A new study looking at effective management in manufacturing found that management was a distinguishable factor in productivity, according to a National Association of Manufacturers newsletter.
Management techniques focusing on targets, incentives and monitoring can improve productivity in manufacturing, according to a survey that covered more than 35,000 U.S. manufacturing plants.
The study, conducted by the Vox Center for Economic Policy Research, found that management was a distinguishable factor in productivity and that management practices are not consistent across companies or even internally, the NAM Smart Brief said.
“Perhaps most surprisingly, we found that management practices varied not just among companies, but also within them,” the researchers found.
In fact, they found that more than 40 percent of the variation in management practices among plants belonging to multi-plant firms was because of differences across establishments within the very same firm.
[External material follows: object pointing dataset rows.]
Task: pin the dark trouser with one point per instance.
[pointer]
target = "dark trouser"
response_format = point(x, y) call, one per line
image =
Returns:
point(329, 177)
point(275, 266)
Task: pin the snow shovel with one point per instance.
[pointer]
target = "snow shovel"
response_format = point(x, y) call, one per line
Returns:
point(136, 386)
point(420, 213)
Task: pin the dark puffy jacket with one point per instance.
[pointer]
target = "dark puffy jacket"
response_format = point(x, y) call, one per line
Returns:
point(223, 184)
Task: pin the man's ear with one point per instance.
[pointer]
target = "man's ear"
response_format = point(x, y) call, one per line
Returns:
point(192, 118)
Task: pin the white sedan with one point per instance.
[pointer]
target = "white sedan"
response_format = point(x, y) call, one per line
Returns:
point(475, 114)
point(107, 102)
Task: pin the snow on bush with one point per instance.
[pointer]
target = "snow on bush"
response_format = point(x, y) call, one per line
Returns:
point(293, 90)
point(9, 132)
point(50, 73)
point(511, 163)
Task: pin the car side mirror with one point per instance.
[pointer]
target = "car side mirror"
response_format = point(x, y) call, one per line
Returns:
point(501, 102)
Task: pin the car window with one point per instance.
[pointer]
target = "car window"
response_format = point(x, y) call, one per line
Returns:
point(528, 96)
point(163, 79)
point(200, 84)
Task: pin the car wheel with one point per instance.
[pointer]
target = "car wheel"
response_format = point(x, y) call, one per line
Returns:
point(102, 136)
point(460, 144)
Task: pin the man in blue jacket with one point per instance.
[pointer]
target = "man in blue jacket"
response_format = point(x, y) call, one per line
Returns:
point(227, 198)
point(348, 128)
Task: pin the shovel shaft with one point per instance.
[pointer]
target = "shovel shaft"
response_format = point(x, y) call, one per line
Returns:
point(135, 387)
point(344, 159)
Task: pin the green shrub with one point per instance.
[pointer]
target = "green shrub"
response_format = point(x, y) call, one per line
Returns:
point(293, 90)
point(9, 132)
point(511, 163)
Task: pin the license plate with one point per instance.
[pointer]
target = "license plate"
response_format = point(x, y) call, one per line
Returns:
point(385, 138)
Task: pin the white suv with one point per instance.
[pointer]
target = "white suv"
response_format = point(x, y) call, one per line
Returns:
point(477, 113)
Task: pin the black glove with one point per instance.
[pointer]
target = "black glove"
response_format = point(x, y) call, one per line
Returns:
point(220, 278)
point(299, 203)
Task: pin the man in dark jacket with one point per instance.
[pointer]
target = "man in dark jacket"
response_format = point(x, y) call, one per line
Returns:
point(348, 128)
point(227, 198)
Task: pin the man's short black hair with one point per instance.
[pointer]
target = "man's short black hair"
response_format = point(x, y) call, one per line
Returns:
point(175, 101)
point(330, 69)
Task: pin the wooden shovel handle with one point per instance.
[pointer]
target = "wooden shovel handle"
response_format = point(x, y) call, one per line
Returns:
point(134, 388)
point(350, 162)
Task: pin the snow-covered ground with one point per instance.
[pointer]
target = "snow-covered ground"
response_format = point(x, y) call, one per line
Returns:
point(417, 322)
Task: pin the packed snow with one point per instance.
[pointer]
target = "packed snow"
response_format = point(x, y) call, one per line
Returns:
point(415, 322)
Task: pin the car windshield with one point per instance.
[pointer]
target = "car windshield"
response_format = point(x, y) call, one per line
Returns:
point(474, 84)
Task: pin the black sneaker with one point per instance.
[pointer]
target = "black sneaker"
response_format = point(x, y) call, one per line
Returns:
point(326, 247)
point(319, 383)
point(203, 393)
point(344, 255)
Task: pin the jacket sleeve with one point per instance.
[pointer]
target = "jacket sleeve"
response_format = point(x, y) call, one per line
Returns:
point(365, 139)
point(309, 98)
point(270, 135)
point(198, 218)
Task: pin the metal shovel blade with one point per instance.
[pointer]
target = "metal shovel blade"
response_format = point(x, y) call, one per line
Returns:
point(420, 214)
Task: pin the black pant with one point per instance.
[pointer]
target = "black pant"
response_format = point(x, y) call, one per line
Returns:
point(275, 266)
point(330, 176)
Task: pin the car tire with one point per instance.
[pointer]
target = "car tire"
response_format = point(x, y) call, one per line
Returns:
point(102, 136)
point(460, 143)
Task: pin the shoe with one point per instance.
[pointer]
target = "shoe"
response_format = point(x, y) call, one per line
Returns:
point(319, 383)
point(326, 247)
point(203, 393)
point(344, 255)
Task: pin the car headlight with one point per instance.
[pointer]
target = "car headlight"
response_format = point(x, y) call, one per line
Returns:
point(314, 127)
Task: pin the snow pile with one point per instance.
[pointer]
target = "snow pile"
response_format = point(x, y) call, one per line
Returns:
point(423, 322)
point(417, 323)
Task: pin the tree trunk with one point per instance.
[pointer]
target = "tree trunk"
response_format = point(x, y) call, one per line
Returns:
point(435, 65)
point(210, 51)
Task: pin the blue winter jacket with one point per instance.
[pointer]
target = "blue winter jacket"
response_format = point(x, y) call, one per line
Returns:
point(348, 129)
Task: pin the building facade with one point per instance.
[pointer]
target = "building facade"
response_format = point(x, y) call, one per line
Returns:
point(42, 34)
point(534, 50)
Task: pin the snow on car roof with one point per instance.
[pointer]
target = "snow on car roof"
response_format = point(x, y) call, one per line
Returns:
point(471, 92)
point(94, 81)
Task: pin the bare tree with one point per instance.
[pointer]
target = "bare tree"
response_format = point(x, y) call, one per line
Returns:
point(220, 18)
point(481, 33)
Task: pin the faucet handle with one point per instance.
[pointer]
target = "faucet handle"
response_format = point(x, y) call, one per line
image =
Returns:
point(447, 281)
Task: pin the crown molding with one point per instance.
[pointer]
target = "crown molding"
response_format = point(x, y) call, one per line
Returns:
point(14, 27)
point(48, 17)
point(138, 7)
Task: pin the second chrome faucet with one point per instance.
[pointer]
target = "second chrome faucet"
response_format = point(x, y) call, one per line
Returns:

“That is, inside many large firms we found some plants utilizing a highly structured approach to management alongside those with unstructured approaches,” they wrote. “And this variation was greatest in the largest firms, possibly because standardizing practices across regions and divisions is particularly hard for the biggest companies.”
“The bottom line of our research is that management matters a lot for company performance, and with the huge variation we see across manufacturing plants this suggests there are many opportunities to make big improvements in performance,” researchers wrote. “Increasing management structure can be relatively cheap, compared to investments in R&D or IT.”